Sur la rue Saint-Denis ce Ginkgo biloba planté par le commerce j’imagine. À son pied, dans l’ouverture faite dans le pavé, une micro-forêt s’est installée. Ce sont des peupliers, les efficaces pompes à carbone. Il est toujours curieux de constater cette préférence entre un arbre au nom qui résonne de mille façons (d’avant les dinosaures, aux mille usages médicinaux supposés ou démontrés, une panacée exotique, etc) et un arbre “ordinaire”, trop local pour éveiller l’attention. Le choix de l’arbre est en un de marketing et d’image: le commerce s’adressant à des jeunes.


ortie, épilobe et amaranthe

Nous voulons plus de verdure? Et plus de biodiversité qui s’ensuit? Réduisons la surface du béton et de l’asphalte et tous ces recouvrements hygiéniques et d’économie d’entretien. Présentez ainsi un sol en ventre humide et vous aurez une forêt. Préparer me semble déjà une ouverture assez généreuse à la biodiversité urbaine. Nous savons préparer, la biodiversité sait trouver. Quelle équipe!

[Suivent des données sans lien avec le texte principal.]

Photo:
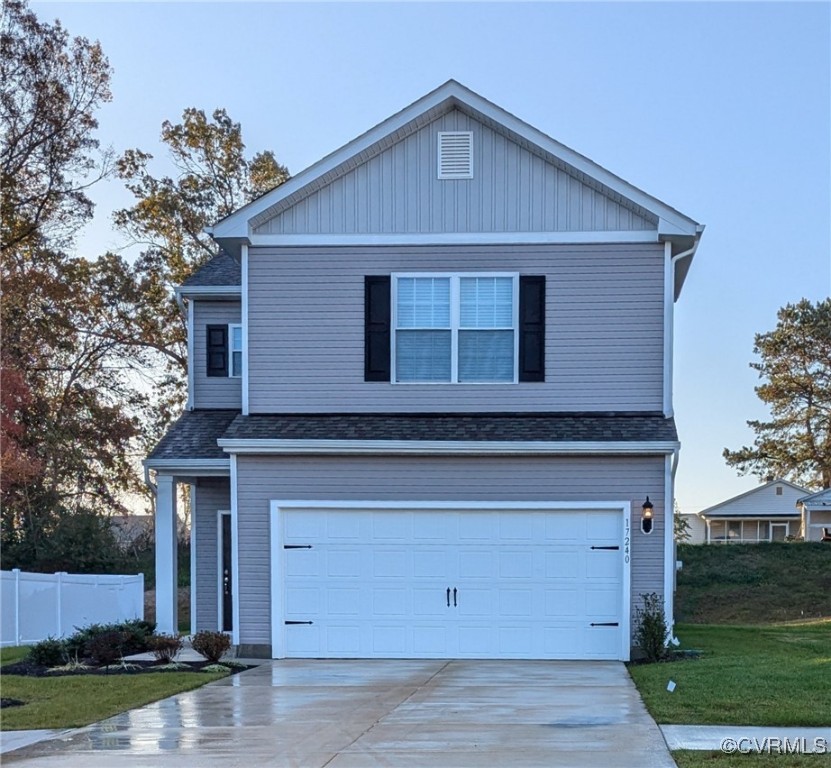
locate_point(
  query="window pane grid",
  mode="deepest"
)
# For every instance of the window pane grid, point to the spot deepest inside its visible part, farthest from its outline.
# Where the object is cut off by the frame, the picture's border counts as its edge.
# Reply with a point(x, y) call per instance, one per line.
point(455, 329)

Au pied de ce ginkgo s’est installée une forêt de nains temporaires et un lot de plantes venues d’on-ne-sait-d’où. En plus des espèces sur les photos il y avait : potentille, sénéçon, pissenlit, etc...Cette flore spontanée est la base de biodiversité urbaine. Mon marketing quoi!

P.S. pour les pressés en jugement: je n’ai rien contre le ginkgo, surtout qu’après vérification les fruits supposés puants sentent en fait le fromage Romano. Et j’aime bien le Romano...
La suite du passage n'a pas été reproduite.